Posted: Wed Mar 23, 2005 9:50 am
by sockmonkey_Archive
hip priest wrote:(known in the trade as "daggins")
ah! thank you for the reminder of a favorite kiwi phrase for "hurry up" - "rattle your dags!"
also, as a knitter, your story has maybe put me off using wool for a while.
What s the worst job you had-What do you do now?

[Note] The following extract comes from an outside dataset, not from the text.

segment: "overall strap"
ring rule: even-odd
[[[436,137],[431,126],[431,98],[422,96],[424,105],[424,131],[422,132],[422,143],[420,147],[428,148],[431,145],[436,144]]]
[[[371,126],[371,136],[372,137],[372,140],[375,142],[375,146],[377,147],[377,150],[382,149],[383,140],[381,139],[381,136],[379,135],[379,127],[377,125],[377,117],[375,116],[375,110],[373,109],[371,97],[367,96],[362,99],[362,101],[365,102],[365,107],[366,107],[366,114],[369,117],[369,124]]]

Posted: Wed Mar 23, 2005 1:40 pm
by kife_Archive
[quote="LAD"]See:
http://www.electrical.com/phpBB2/viewto ... 4972#24972
Aside from those, the start of my first season treeplanting was probably the worst month of my (working) life.
I've done my share of dishwashing. Working a graveyard shift as a room service waiter was also lame. What else. . . house painting with "College Pro" painters sucked. What a scam that is.
I worked on a brushing crew in Northern Alberta for a summer. The job itself was fine, working outdoors all day for good pay. But the guys I worked with (and *lived* with in skanky hotel rooms) were another matter. There were three acceptable categories of conversation: bowel movements, pussy, and WWF wrestling. Okay, four. Indian jokes, too.
Ah, strip clubs in Grande Prairie, how I don't miss you.
I treeplant still, what companies did you work for? I mainly work in High Level these days, a bit on the coast as well...
What s the worst job you had-What do you do now?
Posted: Thu Mar 24, 2005 4:06 pm
by tipcat_Archive
When I was 19, I spent a summer painting the walls of a wire factory industrial green. The factory smelled, well, industrial. I am sure it was not good for my health. And I came home every day smelling like oil paint. I worked with two other people who were on break from school, and we were all eventually suspended for three days without pay for leaving the site without permission for hours at a time. I am sure we would have been fired if they could have found replacements easily. The job was that bad.
Second place: Worked in a copy shop for a year after graduating from college. A stressful, shitty-paying job with no benefits and assholes for bosses. If not for a housemate's generosity with his pot stash, it would have been that much worse.
I am now an instructor of philosophy at a Chicago-area university, finishing my Ph.D. It's better, but probably not for me in the long term.